“Giuro di essere fedele alla Repubblica, di osservarne lealmente la Costituzione e le leggi e di esercitare le mie funzioni nell’interesse esclusivo della nazione”.
Mentre i ministri pronunciavano la formula di rito e firmavano davanti a Napolitano i loro incarichi, davanti a Palazzo Chigi si consumava la tragedia. Due momenti, due scene, due istantanee diverse di un Paese profondamente dilaniato.
Ci riporta indietro negli anni quando rapirono Aldo Moro proprio nel giorno del primo dibattito sulla fiducia al nuovo governo Andreotti IV.
Il rapimento Moro si collocò in quell’atmosfera pesante della fine degli anni 70 e nei giorni in cui si era in procinto di fare quel “compromesso storico” che doveva riavvicinare la Democrazia Cristiana al Partito Comunista Italiano.
Oggi invece la sparatoria, che sembra opera di un uomo in crisi, colpito da gravi disagi economici e personali, è avvenuta nel giorno del giuramento del governo Letta.
Quello che si deve analizzare è il contesto sociale in cui avviene: da una pressione fiscale insostenibile per molti cittadini, al problema della disoccupazione (soprattutto giovanile) e da quella sfiducia nel futuro che sembra trasversale a diverse generazioni.
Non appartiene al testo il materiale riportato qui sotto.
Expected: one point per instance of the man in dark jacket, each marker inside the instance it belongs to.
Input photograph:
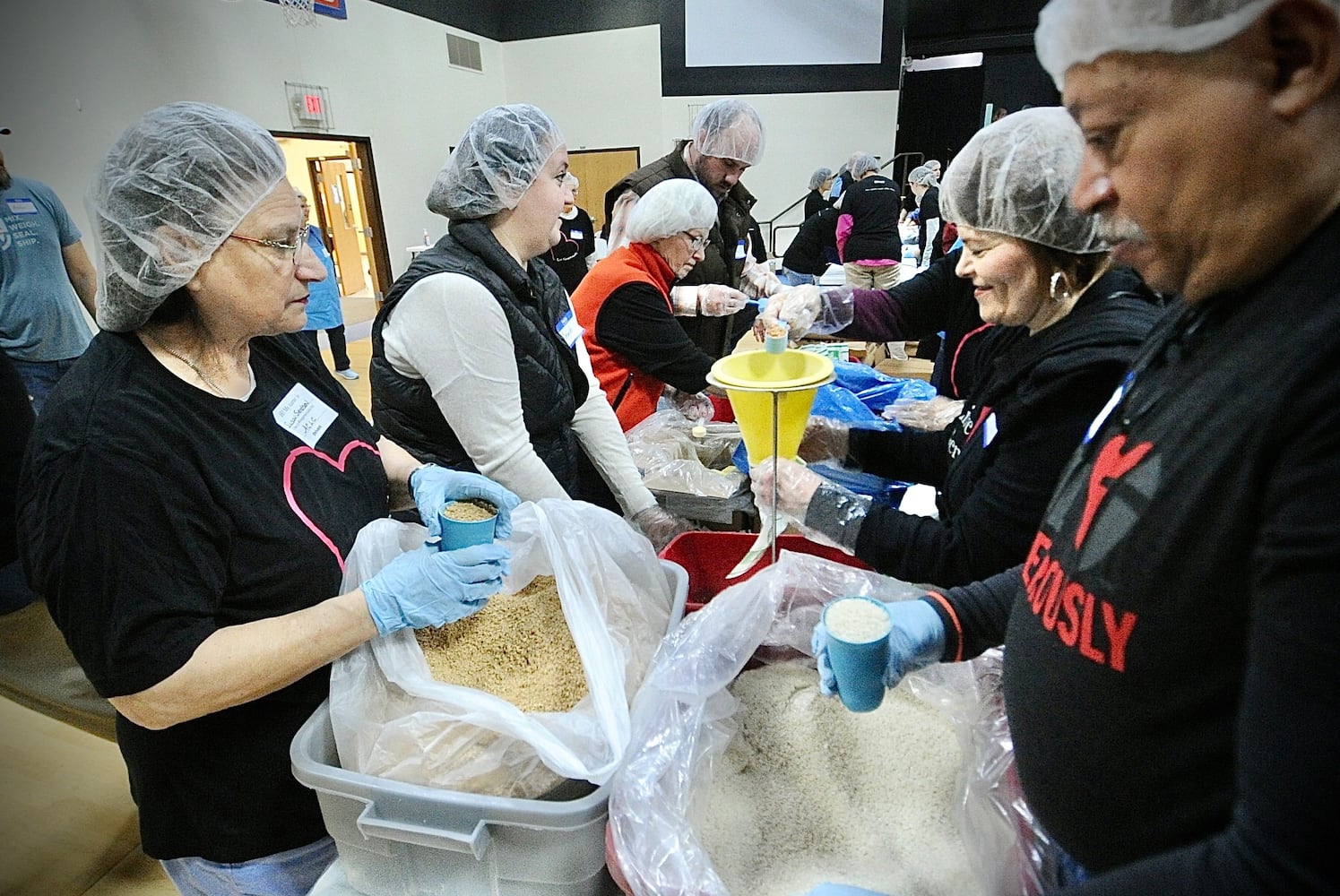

In un clima in cui gli italiani hanno perso anche gran parte del loro potere d’acquisto, sono incerti sul futuro e temono manovre finanziarie che possono gravare ancor di più su bilanci famigliari sempre più in bilico.
Si rapisce ( e in seguito si ucciderà) un uomo politico nel 1978, si spara ai carabinieri nel 2013… è sempre il disagio sociale e le politiche di governo che spesso non sanno dare risposte certe ai cittadini a innescare le micce delle ribellioni più violente. Oggi abbiamo avuto un segnale forte, un indicatore che deve farci riflettere non sul gesto di un emarginato, psicologicamente provato dalla crisi, ma su una rabbia crescente e sul bisogno imminente di dare nuove speranze agli italiani. Non si può vivere solo nell’incubo economico, perché a vincere altrimenti sarà la violenza.